The 76-year-old clerk is looking to end a four-year battle with 29 black clerks who say he and his lieutenants have systematically denied them promotions, disciplined them more severely than their white counterparts and repeatedly used racial slurs aimed at blacks.
Lockwood is accused of referring to the clerk's office as his "private plantation."
The popular Democrat has persistently denied the allegations, saying he has done more than any of his predecessors to provide access to minorities.
"This is purely an economic decision, " said Lockwood, at home Monday recovering from the flu. "My lawyers tell me it would have cost more than a million dollars to defend this case, whichever way it goes.
"Obviously, I'm disappointed, " he said. "My inclination was to fight this all the way.
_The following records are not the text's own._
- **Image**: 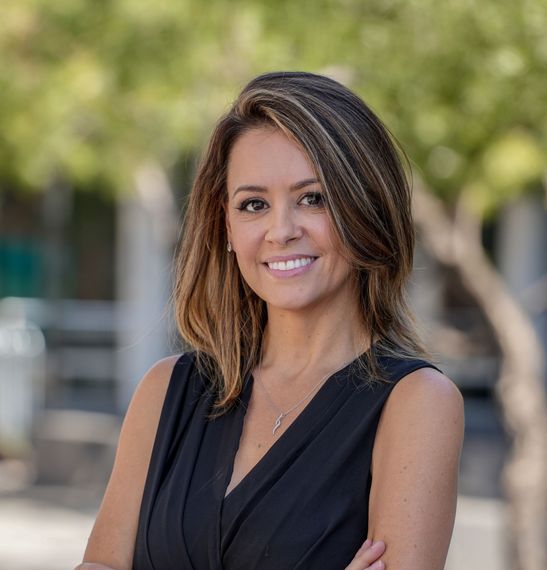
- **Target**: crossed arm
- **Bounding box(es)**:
[76,363,463,570]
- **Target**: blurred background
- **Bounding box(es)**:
[0,1,546,569]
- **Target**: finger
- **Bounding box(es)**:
[345,553,385,570]
[345,540,386,569]
[349,557,385,570]
[358,538,372,554]
[359,540,385,565]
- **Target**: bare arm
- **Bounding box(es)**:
[367,367,465,569]
[75,356,180,570]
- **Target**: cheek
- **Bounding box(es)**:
[319,220,346,260]
[232,224,261,252]
[229,213,265,248]
[314,213,337,245]
[323,229,352,276]
[232,230,263,276]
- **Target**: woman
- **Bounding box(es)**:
[78,71,464,569]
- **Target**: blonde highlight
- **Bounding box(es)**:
[173,71,430,417]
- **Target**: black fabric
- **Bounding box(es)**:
[133,351,442,569]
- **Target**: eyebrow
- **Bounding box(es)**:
[233,178,320,197]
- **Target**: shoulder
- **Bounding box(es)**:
[132,354,185,406]
[120,353,195,459]
[114,352,197,481]
[131,351,198,411]
[81,353,186,569]
[141,351,194,386]
[373,366,464,468]
[386,364,463,415]
[386,364,463,426]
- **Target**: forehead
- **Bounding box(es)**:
[227,128,316,191]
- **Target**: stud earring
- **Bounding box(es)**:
[227,241,232,252]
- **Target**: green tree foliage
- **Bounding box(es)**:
[1,0,546,216]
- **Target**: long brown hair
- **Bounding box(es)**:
[172,71,429,416]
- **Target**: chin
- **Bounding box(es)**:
[262,294,326,313]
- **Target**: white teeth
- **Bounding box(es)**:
[267,257,315,271]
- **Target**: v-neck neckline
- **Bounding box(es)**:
[221,353,366,504]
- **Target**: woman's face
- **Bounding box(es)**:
[225,127,356,313]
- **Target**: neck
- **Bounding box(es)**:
[259,299,370,381]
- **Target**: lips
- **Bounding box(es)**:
[262,255,318,277]
[266,256,316,271]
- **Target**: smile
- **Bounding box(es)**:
[267,257,316,271]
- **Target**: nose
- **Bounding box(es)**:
[265,205,303,246]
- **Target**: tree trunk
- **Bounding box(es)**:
[412,180,547,570]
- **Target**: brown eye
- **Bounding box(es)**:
[237,198,268,213]
[300,192,325,207]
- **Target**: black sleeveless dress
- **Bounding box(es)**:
[133,351,442,569]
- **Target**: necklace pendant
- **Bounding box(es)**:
[272,413,284,435]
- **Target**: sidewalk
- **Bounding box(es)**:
[446,495,509,570]
[0,492,96,570]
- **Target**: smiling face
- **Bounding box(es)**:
[225,127,358,313]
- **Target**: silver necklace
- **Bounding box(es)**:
[254,358,356,435]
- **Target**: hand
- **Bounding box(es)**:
[74,562,119,570]
[344,538,386,570]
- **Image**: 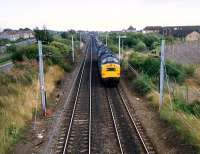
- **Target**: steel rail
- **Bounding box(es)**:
[106,88,124,154]
[62,41,90,154]
[88,39,93,154]
[116,87,155,154]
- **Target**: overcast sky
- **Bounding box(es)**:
[0,0,199,31]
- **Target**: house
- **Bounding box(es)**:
[0,29,20,41]
[143,26,162,33]
[161,26,200,41]
[0,28,34,41]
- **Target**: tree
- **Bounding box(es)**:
[34,26,53,44]
[61,32,68,39]
[143,34,160,50]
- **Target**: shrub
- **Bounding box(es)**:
[7,45,17,53]
[173,98,200,117]
[142,57,160,76]
[129,53,188,83]
[135,41,147,52]
[184,65,195,77]
[166,62,186,83]
[132,75,152,96]
[22,45,37,59]
[123,36,139,48]
[143,34,160,50]
[50,41,70,54]
[108,44,118,53]
[0,39,10,46]
[11,45,37,61]
[11,50,24,61]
But this was the right decision. It will save the taxpayers money in the long run."
Vote coming up
The Broward County Commission, which must approve all such settlements, is set to take up the issue April 14.
Aside from the money, the negotiated settlement would result in one promotion of a black clerk to supervisor, and the lead plaintiff -- polio-stricken clerk Beverly Smith -- has agreed to resign in exchange for a much larger part of the settlement.
"It's time for it to end, " Smith, 42, said Monday. "And this is a good way to end it. I have no desire to go back there. I'd feel more like a target."
The NAACP, which has backed the black employees from the start, also supports the settlement.
In a letter addressed today to County Commission Chairwoman Lori Parrish, Fort Lauderdale NAACP President Roosevelt Walters said he is "satisfied with the efforts that the Clerk's office has recently made to promote African Americans."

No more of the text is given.